Author Jim Haskins was born in Demopolis, Alabama on September 19, 1941. He received a B.A. from Georgetown University in 1960, a B.S. from Alabama State University in 1962, and a M.A. from the University of New Mexico in 1963. After graduation, he became a special education teacher in a public school in Harlem. His first book, Diary of a Harlem School Teacher, was the result of his experience there. He taught at numerous colleges and universities before becoming an English professor at the University of Florida, Gainesville in 1977.
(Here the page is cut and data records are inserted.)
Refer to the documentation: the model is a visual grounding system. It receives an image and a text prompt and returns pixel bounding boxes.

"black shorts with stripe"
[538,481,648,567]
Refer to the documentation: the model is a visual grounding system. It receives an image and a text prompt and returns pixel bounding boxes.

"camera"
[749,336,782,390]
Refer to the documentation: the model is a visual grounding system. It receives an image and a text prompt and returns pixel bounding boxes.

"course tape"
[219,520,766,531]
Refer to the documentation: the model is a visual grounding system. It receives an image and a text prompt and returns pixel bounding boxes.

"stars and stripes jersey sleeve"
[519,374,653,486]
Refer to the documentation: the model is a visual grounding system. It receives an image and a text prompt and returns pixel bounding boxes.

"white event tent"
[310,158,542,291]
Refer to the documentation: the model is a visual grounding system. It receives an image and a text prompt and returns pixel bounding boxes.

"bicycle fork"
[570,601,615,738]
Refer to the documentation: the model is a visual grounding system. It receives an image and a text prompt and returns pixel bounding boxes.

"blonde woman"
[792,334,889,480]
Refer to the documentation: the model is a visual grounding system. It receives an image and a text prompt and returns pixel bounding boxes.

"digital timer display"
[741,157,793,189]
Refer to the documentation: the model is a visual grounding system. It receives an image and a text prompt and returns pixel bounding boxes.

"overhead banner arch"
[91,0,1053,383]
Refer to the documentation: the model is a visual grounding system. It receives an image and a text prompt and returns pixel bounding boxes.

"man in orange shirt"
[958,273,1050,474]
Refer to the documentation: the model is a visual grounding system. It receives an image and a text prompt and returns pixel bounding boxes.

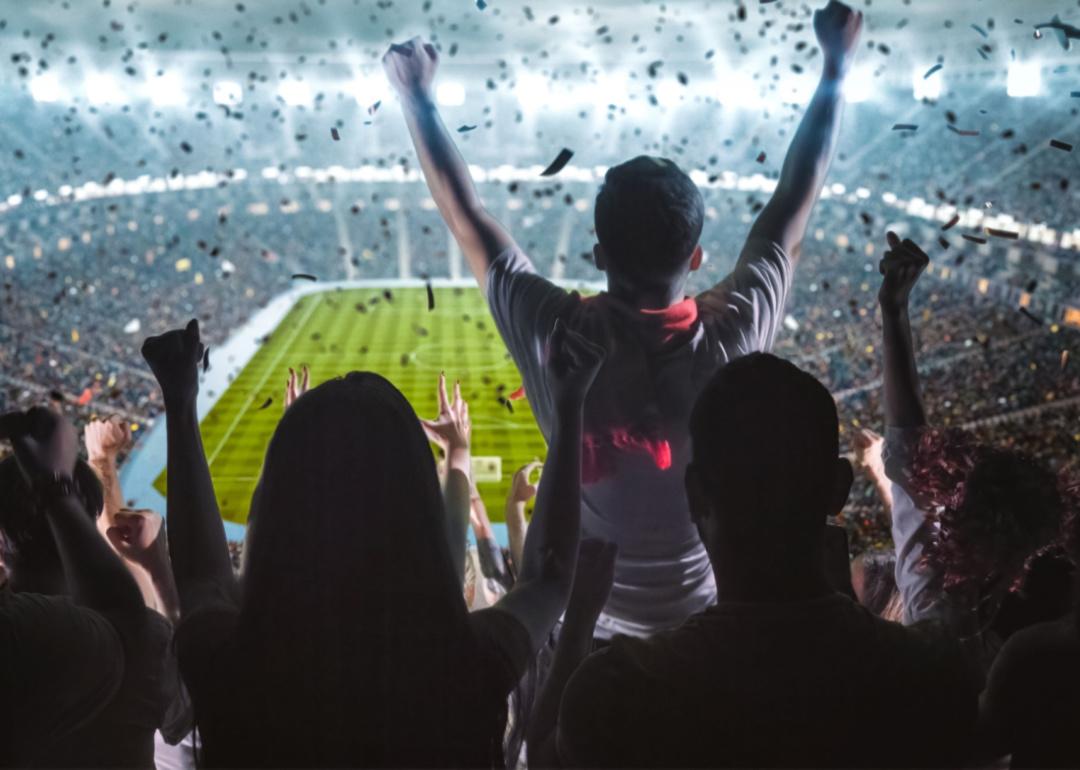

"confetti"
[202,347,211,373]
[540,148,574,177]
[1062,350,1070,371]
[1050,139,1073,152]
[947,125,980,137]
[291,273,318,281]
[258,397,274,410]
[986,228,1019,240]
[426,280,435,311]
[892,124,918,131]
[961,234,988,244]
[331,127,340,141]
[1018,307,1044,325]
[923,63,943,79]
[457,125,477,133]
[942,214,960,231]
[755,151,767,163]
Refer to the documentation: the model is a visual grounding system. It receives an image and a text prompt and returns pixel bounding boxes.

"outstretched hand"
[878,232,929,313]
[141,319,205,407]
[814,0,863,77]
[0,406,79,483]
[382,36,440,101]
[509,461,542,505]
[545,319,606,411]
[284,365,310,410]
[421,372,471,453]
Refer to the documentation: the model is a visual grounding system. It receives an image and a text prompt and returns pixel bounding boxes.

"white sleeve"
[695,237,793,358]
[884,427,944,626]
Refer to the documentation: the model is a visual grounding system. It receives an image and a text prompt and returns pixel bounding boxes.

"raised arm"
[505,461,540,575]
[142,320,238,615]
[420,373,473,584]
[878,234,945,625]
[746,1,862,261]
[493,323,605,651]
[84,416,130,519]
[879,232,929,430]
[0,407,143,613]
[384,37,516,285]
[527,538,617,769]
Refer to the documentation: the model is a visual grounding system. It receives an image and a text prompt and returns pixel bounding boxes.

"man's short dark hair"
[0,457,103,567]
[690,353,840,533]
[594,156,704,285]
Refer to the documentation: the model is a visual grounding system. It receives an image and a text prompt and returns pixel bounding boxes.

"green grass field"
[154,286,548,525]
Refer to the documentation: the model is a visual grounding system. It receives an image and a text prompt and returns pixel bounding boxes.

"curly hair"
[909,428,1069,596]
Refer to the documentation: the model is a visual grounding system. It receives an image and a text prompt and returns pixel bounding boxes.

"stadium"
[3,0,1078,547]
[2,0,1080,765]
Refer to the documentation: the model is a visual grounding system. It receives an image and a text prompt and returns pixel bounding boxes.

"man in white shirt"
[384,0,863,637]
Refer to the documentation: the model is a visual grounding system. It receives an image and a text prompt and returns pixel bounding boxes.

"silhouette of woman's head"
[910,429,1068,604]
[0,457,103,593]
[236,372,474,763]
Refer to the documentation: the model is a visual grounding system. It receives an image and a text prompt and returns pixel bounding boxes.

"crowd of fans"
[3,1,1080,766]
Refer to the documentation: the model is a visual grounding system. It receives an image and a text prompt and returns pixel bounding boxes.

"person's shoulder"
[0,591,120,645]
[991,616,1080,682]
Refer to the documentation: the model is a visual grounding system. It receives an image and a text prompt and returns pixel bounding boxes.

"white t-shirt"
[485,238,792,637]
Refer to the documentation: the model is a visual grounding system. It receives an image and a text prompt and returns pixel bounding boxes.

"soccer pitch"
[153,286,548,525]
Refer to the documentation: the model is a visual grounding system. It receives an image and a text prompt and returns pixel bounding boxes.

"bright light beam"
[85,73,125,105]
[29,73,62,103]
[436,81,466,107]
[1007,61,1042,98]
[213,80,243,107]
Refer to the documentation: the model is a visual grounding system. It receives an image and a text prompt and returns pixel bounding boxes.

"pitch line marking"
[206,294,325,467]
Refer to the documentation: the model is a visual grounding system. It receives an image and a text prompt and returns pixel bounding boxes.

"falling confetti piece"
[923,63,943,79]
[426,281,435,311]
[986,228,1019,240]
[331,127,340,141]
[947,125,980,137]
[509,385,526,401]
[1050,139,1073,152]
[1018,307,1044,325]
[291,273,318,281]
[942,214,960,231]
[755,151,767,163]
[971,24,989,38]
[457,125,477,133]
[258,397,274,410]
[961,234,988,244]
[540,148,574,177]
[892,124,918,131]
[1062,350,1070,371]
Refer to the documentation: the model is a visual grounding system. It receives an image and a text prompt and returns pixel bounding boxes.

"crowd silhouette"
[3,1,1079,768]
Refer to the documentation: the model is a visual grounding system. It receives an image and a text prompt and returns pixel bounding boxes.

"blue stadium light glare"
[349,74,388,107]
[85,72,125,105]
[147,71,186,107]
[213,80,243,107]
[843,66,874,103]
[29,72,62,102]
[912,65,943,100]
[436,81,466,106]
[277,79,313,106]
[1007,60,1042,98]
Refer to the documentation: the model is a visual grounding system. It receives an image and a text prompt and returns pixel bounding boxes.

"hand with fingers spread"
[509,461,542,506]
[0,406,79,483]
[141,319,206,408]
[84,415,132,465]
[382,36,440,102]
[545,319,606,411]
[878,231,930,313]
[284,365,310,410]
[420,372,471,454]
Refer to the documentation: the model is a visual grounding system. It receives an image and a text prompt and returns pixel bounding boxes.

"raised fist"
[382,36,440,100]
[814,1,864,76]
[141,319,205,407]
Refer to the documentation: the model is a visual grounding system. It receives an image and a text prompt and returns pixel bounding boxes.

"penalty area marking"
[206,294,325,468]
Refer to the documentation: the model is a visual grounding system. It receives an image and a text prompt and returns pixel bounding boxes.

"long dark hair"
[233,373,483,766]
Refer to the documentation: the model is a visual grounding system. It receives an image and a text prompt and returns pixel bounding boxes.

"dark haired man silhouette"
[386,1,863,637]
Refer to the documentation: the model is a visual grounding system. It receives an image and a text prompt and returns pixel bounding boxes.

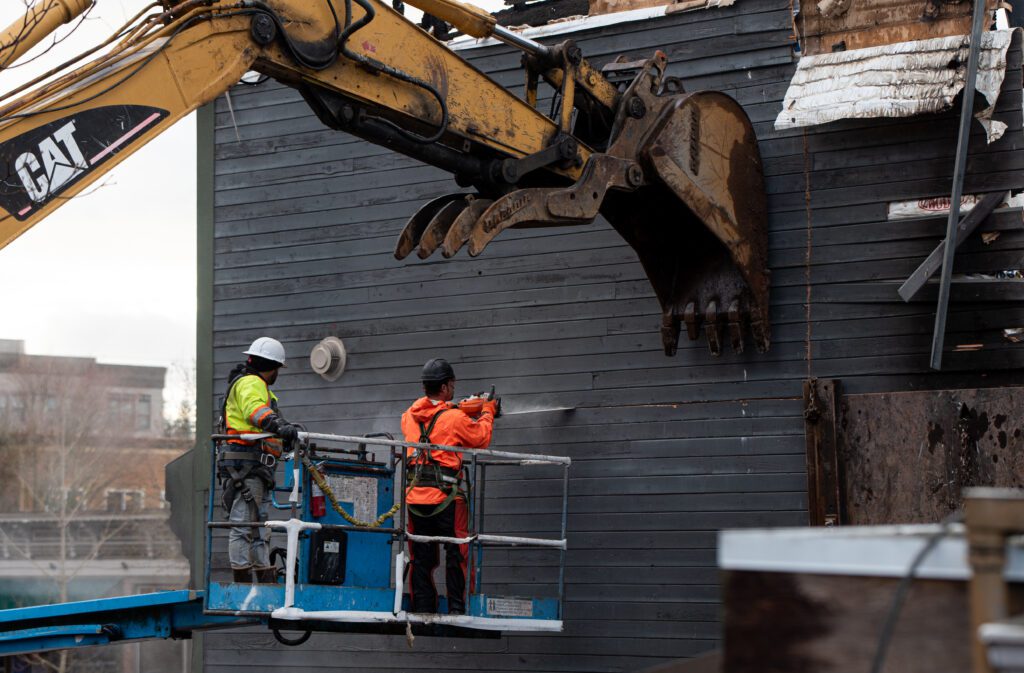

He wrote more than 100 books during his lifetime, ranging from counting books for children to biographies on Rosa Parks, Hank Aaron and Spike Lee. He won numerous awards for his work including the 1976 Coretta Scott King Award for The Story of Stevie Wonder, the 1984 Coretta Scott King Award for Lena Horne, the 1979 ASCAP Deems Taylor Award for Scott Joplin: The Man Who Made Ragtime; and the 1994 Washington Post Children's Book Guide Award. He also won the Carter G. Woodson Award for young adult non-fiction for Black Music in America; The March on Washington; and Carter G. Woodson: The Man Who Put "Black" in American History in 1989, 1994, and 2001, respectively. He died from complications of emphysema on July 6, 2005 at the age of 63.